Scratching is a normal behaviour for cats. When a cat is anxious, happy, excited or frustrated, he can release some of the build-up of emotion by scratching.
When relaxed, the cat’s claw is in its natural position, as though ‘retracted’. The claws don’t really retract. The claw is actually part of the bone of the distal phalanx (the last bone on the cat’s toe). There are tendons and ligaments attached to the bones of the toe and when the cat is relaxed, the attached tendons naturally shorten and the distal phalanx is ‘pulled’ back so that the claws are not seen. When the claws are visible, the digital flexor tendon and the superficial flexor tendon extend the distal phalanx thus extending the claw so they are visible. When extended, the cat can grab onto things (scratching post, trees, carpet and, yes, furniture) to stretch.
Cat claws grow in layers and eventually they shed the outer layer, known as the sheath. This is another reason a cat scratches, to ‘slough off’ the old sheath, which then exposes a new sharp claw. This also is usually what is happening when you notice your cat biting and pulling on his back claws.
A cat with nails that are not regularly trimmed is at risk for getting them caught in fabric and in the carpet and subsequently twisting and spraining their paw or leg. Trimming them can prevent painful broken claws. Cats’ claws also splinter sometimes and these can be cleaned up by having a nail trim, which will help prevent them from splitting down to the nail bed and ripping off.
Your cat can also scratch you and aside from it hurting, it can cause you to develop a serious infection. Remember, they use those same claws to dig around in their litter box.
If the nail is left to grow, it will curl and embed itself into the cat’s paw pad, causing pain and infection.
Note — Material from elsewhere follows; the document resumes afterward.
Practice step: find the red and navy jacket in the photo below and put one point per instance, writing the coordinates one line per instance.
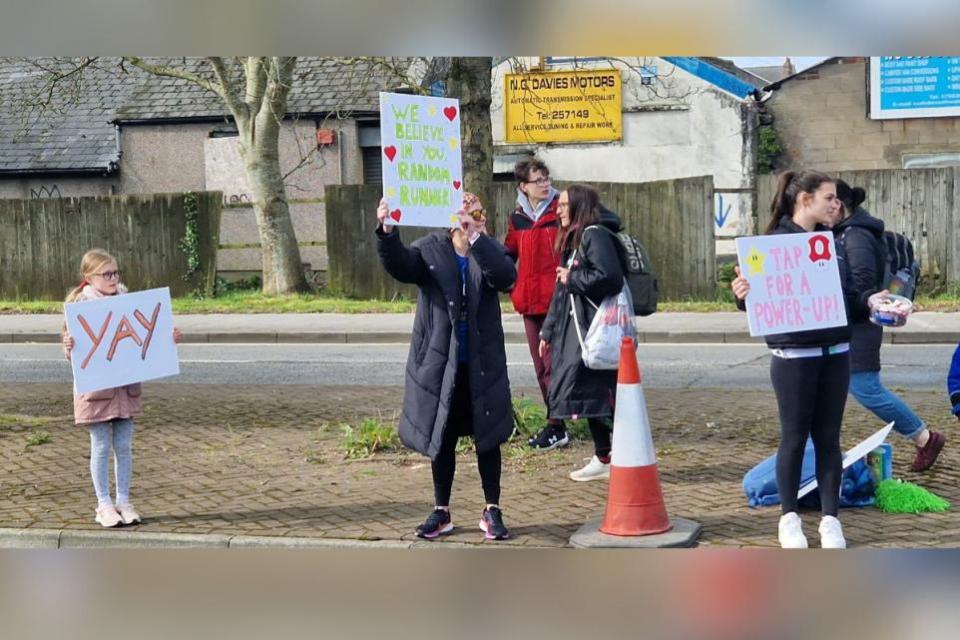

This will cause the cat to walk awkwardly by compromising the normal mechanics of its feet, altering the legs, hips and spine, again causing discomfort for the cat (imagine with each step the cat takes, the pressure put on the paw that has the sharp claw embedded into it).
The NCGIA recommends nail trims every four weeks, “though your cat may require trimming more or less often depending on diet, age, metabolism, and exercise”. You will be the best judge by checking your cat’s nails regularly and seeing how quickly they grow.
If you don’t know how or don’t want to trim your cat’s claws yourself, you can have your veterinarian or groomer do it for you. If you want to learn how, ask your veterinarian or your groomer to show you.
Soft Paws are also a fun and practical service available. If your cat has these soft vinyl caps put on, you will still need to have your cat’s nails trimmed. They will sometimes fall off with the sheath as it is discarded but if they do not, they are easily removed at the time of nail trimming.